ÖĞRENCİLER HAKİKATEN İNSAN MIDIR?
Bundan önce aynı başlıkta kaleme aldığım yazıda bu soruyu sormuş ve
öğrencilerin hayatlarına, düşüncelerine, yaptıklarına, kullandıkları eşyalara, hatıralarına,
düşüncelerine ve duygularına hak ettikleri değerin verilmediğini anlatmıştım.
Olması gereken bu düşüncelerin ve uygulamaların tam tersidir. Öğrencilerimize değer vermemek ve onlara
insan muamelesi yapmamak, en büyük ve hayati hatalarımızdan biridir. Yaşları
küçük ve bilgileri az olabilir. Sahip oldukları düşünceleri büyük bir insan
kadar delillendiremeyebilirler, örneklendiremeyebilirler. Fakat onların
akıllarına ve zekalarına güvenmemiz lazım. Onların şahsiyetlerine, fikirlerine,
duygularına, lisanlarına, itirazlarına, eleştirilerine, taleplerine ve
kullandıkları eşyalara saygılı olmak ve onları korumaya çalışmak, ülkemizin
geleceğine yatırım yapmak demektir. Bunları yapamazsak, ülkemizi
kalkındıramayız. Bunları yapamazsak, ülkemizin düşünce ve bilim siyasetlerini
iyi planlayamayız. Bunları yapamazsak, düşün ve bilim insanlarımızı
anlayamayız. Bunları yapamazsak, neredeyse her konuyu körü körüne inceleriz, bu
yüzden de kararlarımız yanlış olur, imkanlarımızı heba etmiş oluruz.

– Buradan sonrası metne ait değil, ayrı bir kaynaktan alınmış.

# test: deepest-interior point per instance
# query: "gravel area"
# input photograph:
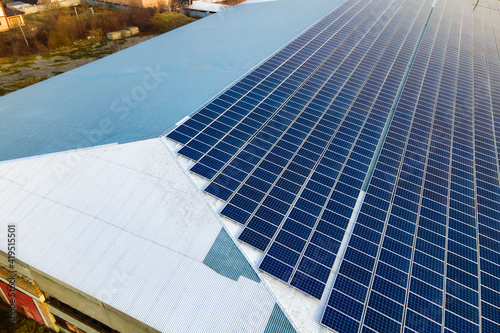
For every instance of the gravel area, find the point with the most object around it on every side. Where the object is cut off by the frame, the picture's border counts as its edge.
(33, 69)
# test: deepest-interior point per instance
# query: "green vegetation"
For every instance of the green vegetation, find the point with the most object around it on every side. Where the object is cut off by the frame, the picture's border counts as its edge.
(62, 28)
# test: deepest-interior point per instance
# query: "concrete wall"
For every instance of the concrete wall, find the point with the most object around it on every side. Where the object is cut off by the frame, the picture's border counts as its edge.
(82, 302)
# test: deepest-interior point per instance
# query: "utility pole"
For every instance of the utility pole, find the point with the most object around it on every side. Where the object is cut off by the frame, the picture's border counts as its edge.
(20, 27)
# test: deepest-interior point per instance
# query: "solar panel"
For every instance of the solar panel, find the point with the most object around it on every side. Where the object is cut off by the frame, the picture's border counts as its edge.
(396, 100)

Sonra, öğrenci deyip geçmeyiniz. Hepsi olmasa da içlerinde öyle pırıl
pırıl zeka sahibi olanlar vardır ki, en büyük ilim ve düşünce insanları bile
onların semtine yaklaşamaz. Hocalık hayatım boyunca öğrencilerimin
sorularından, eleştirilerinden ve itirazlarından öğrendiklerimi hiçbir kitaptan
ve kişiden edinmediğimi itiraf etmeliyim. Her öğretmen ve idareci, öğrencinin
kanaat, düşünce ve duygularına dikkat kesilmelidir. Resmi sıfatları öğrenci de
olsa, onlar aynı zamanda hepimizin öğretmenleridirler. Sadece insan ilişkileri
bakımından değil, bilgileri ve düşünme tarzları itibariyle de.
Açıkça şunu ifade edeyim: ÖĞRENCİLERİ APTAL SANAN APTALIN TA KENDİSİDİR.
Öğrenciye değer vermeyen, değersizin ta kendisidir.
Öğrencinin bizzat kendisi kendisine değer vermiyorsa, ya da toplumumuzun
büyük bir kısmı öğrencileri insan yerine koymuyorsa ne yapacağız? İşte en büyük
mesele budur. Bu soru üzerinde düşünmeye başlayınca, dönüp dönüp tavuk yumurta
hikayesini anlatmak icap ediyor.
Konunun daha iyi anlaşılması için, yahut derdimi daha iyi ifade edebilmek
için, yaşadığım bir olayı sizlerle paylaşmak istiyorum.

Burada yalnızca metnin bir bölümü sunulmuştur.